The Commission recognizes the responsibility demonstrated by the broadcasting and cable industries overall in the area of open-line programming. Moreover, it recognizes that many licensees have internal guidelines, policies, or other mechanisms in place with respect to the conduct of open-line programs.
Consequently, the Commission is not persuaded that it is either necessary or desirable for it to impose industry guidelines on open-line programs at this time, but will continue to deal with concerns regarding open-line programs on a case-by-case basis.
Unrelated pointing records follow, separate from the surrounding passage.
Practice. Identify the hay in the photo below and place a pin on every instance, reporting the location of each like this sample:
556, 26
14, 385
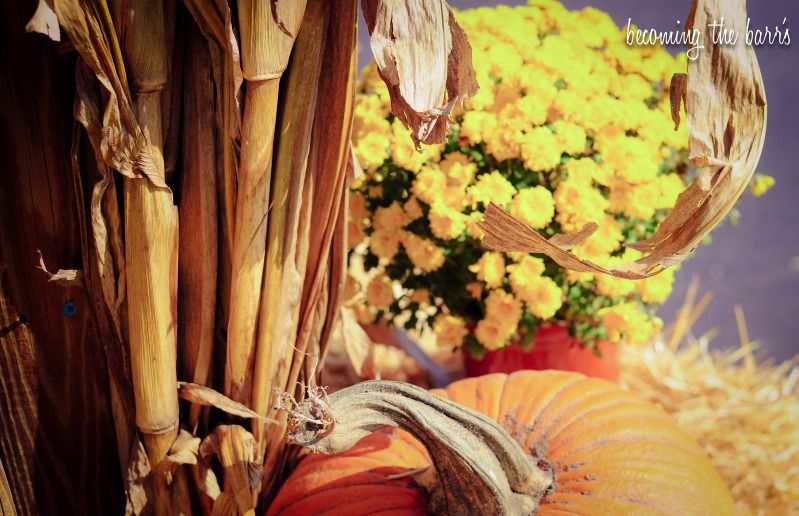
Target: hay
742, 410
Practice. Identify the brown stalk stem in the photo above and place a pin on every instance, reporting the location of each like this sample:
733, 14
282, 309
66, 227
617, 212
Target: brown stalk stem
249, 241
151, 240
198, 207
282, 285
267, 31
479, 467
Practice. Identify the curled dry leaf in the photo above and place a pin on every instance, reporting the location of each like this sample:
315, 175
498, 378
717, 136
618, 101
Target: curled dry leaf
44, 21
185, 449
206, 396
424, 58
235, 448
725, 102
118, 139
63, 277
137, 471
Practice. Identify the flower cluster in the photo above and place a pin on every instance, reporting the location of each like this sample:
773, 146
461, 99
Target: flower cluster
570, 126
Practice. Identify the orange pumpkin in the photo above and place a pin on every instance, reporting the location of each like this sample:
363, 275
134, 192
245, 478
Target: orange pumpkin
606, 451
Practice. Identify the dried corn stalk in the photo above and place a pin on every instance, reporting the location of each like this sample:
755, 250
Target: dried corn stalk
267, 39
424, 58
725, 103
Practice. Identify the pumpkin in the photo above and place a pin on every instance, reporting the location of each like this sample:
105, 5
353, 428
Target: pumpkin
567, 444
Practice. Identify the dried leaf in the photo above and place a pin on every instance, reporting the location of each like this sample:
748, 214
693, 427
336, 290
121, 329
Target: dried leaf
63, 277
236, 450
424, 58
118, 138
137, 471
726, 107
354, 169
44, 21
185, 449
207, 396
677, 92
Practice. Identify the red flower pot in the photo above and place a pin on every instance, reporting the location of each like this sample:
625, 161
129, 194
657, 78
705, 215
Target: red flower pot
553, 348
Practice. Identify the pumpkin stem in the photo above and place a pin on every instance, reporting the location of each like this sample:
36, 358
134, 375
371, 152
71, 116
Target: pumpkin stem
478, 466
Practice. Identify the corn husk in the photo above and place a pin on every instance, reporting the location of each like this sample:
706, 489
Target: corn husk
743, 411
236, 450
424, 58
282, 285
726, 107
198, 239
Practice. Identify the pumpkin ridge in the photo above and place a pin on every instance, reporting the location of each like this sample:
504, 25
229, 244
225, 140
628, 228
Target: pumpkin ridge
606, 411
338, 501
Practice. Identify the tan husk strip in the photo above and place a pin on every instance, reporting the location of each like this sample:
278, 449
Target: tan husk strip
237, 452
743, 411
198, 209
282, 283
478, 466
327, 172
265, 54
425, 60
151, 239
726, 107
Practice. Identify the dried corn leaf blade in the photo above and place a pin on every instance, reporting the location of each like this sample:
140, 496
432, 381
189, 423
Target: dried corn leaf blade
236, 450
208, 397
726, 107
282, 284
214, 21
424, 58
119, 139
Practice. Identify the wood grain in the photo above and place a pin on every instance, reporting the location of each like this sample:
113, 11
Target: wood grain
57, 441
The Commission commends those broadcasting and cable licensees who have established internal guidelines or other control mechanisms with respect to open-line programs. It also commends the CCTA for developing the CCTA Guidelines For Open-Line Community Programs. The Commission encourages all licensees who carry open-line programs and who do not currently have guidelines or other control mechanisms in place to establish measures to ensure that their regulatory obligations and responsibilities with respect to open-line programming are met at all times.
The Commission will require licensees it considers to have shown themselves unable to meet the provisions of the Act and regulations with respect to open-line programming to develop appropriate guidelines and other control mechanisms that address the requirements regarding abusive comment, balance and high standard as set out in the regulations and the Act. Moreover, such licensees will be required to file their guidelines and a description of any other proposed control mechanisms with the Commission for its approval. The Commission will closely monitor complaints concerning the open-line programming of these licensees. The conduct of their open-line programs and the effectiveness of their control mechanisms will subsequently be reviewed at licence renewal time. As stated in the decisions released today regarding the licence renewals of CJRN, Niagara Falls, and CHRC, Quebec City, the Commission requires these licensees to submit their guidelines and control mechanisms with respect to open-line programming for Commission approval within three months.
The Commission hereby puts Fundy on notice that it will be required to report on the guidelines and other control mechanisms it has in place with respect to open-line programming at the time the Commission considers the renewal of its licence for CFBC Saint John, which expires 31 August 1989.